Дед Силантий тем временем встал на пень, и залихватски свистнул, вызвав восторг Ласло, который подобного явно не ожидал. Впрочем, на этом неожиданности не закончились — прямо под моими ногами вдруг начала вспучиваться земля, да так сильно, что я чуть не упал.
Это был крот. Здоровенный до невозможности, размером с кошку. Он высунулся из земляной башенки, которую сам же и сотворил, повертел слепой башкой, пошевелил усами, а после, если можно так сказать, уставился на лесовика.
— Созывай своих, Прокл, — коротко велел тот. — Где — то в лесу, под землей, спрятан… Эй, а как выглядит то, что вы ищете? Сундук, чай?
— Не знаю, — растерялся Ласло. — Вряд ли это сундук. Скорее всего — кейс. Хороший дорогой металлический кейс.
— А? — перевел на меня взгляд дед Силантий.
— Прямоугольный железный ящик вот такой толщины, — объяснил ему я. — С ручкой сверху.
— Ройте землю, — велел кроту леший. — Ищите.
— И если будет что — то странное, тоже пусть сразу сообщают, — попросил Ласло. — Лучше сходить и проверить. Он мог чары невидимости на то, что спрятал, наложить. Только чары — они и есть чары, сама — то вещь никуда не денется.
— Верно, — одобрил дед Силантий и обратился к кроту: — Слышал? Вот и славно! И чтобы в пределах двух верст все перерыли, каждый корешок обнюхали. Пока двух, а там поглядим.
Тот мотнул башкой и скрылся в раскопе.
— Отличное решение, — сообщил мне Ласло. — Простое и эффективное. К тому же, если честно, глядя на этот лес, я понимаю, настолько был наивен еще пару часов назад. Здесь можно ходить очень долго, но так ничего и не найти.

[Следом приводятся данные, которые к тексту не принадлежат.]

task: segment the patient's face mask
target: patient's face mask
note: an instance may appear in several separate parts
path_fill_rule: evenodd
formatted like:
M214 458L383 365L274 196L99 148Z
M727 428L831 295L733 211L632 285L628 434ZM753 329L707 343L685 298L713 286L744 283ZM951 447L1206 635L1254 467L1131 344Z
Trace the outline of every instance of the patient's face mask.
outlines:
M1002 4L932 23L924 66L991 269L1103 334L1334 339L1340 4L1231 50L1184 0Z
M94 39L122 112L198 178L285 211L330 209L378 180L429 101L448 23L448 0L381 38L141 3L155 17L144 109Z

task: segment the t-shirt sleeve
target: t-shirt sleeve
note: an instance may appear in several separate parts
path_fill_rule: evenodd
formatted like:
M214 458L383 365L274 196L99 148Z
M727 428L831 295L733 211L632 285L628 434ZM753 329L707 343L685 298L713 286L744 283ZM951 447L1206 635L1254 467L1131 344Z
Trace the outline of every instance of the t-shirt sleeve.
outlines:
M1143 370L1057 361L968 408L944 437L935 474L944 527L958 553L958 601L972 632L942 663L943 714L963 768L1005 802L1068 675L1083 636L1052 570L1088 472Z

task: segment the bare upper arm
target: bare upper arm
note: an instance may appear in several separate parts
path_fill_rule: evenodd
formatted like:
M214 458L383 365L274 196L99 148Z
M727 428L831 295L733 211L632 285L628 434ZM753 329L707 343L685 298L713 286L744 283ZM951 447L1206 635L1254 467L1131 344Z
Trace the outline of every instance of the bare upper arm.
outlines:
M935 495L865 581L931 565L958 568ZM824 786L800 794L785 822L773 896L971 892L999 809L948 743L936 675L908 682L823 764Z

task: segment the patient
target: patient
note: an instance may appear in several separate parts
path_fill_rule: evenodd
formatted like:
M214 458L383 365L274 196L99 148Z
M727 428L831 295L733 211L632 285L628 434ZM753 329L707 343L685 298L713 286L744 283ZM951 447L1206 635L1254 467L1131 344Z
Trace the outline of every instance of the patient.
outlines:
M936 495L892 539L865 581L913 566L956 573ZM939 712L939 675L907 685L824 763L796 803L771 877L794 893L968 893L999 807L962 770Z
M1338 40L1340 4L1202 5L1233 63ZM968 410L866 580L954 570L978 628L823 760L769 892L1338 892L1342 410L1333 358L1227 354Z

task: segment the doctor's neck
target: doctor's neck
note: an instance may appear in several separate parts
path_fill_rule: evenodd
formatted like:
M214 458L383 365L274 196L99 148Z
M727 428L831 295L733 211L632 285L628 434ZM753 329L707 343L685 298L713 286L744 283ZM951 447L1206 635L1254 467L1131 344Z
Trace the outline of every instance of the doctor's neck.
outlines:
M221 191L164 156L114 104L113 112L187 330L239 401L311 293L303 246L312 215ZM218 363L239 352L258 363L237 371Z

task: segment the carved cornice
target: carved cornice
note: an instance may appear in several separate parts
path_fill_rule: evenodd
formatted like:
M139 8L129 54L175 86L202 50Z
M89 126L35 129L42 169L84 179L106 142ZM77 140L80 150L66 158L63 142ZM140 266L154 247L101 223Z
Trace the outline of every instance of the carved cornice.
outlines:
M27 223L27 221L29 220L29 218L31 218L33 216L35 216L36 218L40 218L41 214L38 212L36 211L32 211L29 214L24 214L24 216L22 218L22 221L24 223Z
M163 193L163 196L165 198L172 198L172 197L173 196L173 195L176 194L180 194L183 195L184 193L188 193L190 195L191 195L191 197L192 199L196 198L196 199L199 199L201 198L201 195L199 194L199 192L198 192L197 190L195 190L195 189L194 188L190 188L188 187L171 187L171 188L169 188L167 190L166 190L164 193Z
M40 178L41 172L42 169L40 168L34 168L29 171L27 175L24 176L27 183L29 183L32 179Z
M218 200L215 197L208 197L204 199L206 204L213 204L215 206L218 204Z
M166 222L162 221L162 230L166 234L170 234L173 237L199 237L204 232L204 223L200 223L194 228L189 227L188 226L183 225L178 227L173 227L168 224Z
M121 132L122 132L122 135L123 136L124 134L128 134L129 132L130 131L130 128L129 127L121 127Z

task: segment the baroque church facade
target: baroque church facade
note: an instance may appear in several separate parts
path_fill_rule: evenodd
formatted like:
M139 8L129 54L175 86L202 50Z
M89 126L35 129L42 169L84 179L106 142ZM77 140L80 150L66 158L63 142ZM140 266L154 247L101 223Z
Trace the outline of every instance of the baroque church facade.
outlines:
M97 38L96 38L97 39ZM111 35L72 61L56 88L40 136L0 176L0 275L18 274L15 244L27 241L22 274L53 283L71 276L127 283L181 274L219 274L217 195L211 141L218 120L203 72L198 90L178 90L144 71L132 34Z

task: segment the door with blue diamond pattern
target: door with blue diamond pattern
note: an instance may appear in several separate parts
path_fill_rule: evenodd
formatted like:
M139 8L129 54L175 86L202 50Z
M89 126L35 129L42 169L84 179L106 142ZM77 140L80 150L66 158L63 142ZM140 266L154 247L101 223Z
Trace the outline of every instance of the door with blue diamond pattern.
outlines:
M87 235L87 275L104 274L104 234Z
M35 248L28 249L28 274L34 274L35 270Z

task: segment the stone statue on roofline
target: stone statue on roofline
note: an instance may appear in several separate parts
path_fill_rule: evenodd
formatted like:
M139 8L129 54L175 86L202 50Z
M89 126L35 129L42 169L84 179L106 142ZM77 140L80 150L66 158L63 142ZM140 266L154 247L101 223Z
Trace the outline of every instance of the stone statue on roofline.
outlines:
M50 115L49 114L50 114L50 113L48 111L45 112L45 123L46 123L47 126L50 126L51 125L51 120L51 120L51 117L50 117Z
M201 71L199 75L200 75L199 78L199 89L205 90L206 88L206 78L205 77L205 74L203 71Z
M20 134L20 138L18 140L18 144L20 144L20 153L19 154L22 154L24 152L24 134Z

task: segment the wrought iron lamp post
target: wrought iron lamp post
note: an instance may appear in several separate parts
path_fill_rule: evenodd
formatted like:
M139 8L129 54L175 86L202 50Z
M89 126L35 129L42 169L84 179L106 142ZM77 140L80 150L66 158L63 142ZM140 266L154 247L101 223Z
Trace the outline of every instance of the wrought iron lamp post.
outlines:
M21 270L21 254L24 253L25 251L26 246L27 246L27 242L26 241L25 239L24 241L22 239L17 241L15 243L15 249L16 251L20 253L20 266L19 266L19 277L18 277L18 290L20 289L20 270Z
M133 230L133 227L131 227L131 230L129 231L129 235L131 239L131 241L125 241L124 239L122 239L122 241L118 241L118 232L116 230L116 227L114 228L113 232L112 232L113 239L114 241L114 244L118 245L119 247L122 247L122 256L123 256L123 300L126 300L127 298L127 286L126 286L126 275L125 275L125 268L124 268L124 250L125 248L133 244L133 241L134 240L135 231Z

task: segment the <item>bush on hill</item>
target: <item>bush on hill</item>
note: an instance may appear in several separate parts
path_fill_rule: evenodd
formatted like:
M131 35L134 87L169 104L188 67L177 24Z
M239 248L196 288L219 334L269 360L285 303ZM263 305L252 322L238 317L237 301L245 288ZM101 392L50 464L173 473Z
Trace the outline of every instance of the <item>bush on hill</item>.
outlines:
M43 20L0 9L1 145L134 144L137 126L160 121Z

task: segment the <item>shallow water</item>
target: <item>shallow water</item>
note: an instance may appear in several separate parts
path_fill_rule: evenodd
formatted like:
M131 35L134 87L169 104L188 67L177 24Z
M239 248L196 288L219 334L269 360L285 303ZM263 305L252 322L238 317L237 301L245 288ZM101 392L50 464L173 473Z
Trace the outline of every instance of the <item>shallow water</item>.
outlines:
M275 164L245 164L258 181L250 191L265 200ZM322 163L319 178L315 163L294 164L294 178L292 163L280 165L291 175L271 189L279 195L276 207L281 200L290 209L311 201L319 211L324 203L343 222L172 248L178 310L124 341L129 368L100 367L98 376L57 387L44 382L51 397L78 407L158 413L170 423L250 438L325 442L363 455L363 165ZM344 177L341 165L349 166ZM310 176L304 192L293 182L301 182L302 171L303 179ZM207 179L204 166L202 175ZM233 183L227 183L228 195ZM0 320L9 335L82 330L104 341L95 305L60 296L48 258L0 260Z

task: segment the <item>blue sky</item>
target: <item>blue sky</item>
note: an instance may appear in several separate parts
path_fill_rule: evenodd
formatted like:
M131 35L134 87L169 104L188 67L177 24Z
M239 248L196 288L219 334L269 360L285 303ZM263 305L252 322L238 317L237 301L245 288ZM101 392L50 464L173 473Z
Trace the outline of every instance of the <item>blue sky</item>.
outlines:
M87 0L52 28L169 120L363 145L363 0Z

— Ну почему? — возразил ему я. — Не исключай фактор удачи. Но в целом — да.
— А что, чужин, леса в твоей стране есть? — Лесовик снова уселся на пень, покопался в пакете, достал конфету, развернул ее, обнюхал, да и отправил в рот. — Что у тебя там произрастает, какие дерева?
— Есть, — охотно ответил ему мадьяр. — Леса у нас, правда, не такие густые, как здесь, да и поменьше их, но есть. Если желаете, почтеннейший, я могу фотографии показать.
Дед Силантий, похоже, не понял, о чем его гость ведет речь, но глянуть на предложенное все же пожелал.
Пока эти двое общались, я расчехлил металлоискатель, вставил в него новые батарейки, поскольку он их жрет как не знаю кто, нацепил на голову наушники и потихоньку двинулся в сторону озера. Это направление мне показалось наиболее перспективным.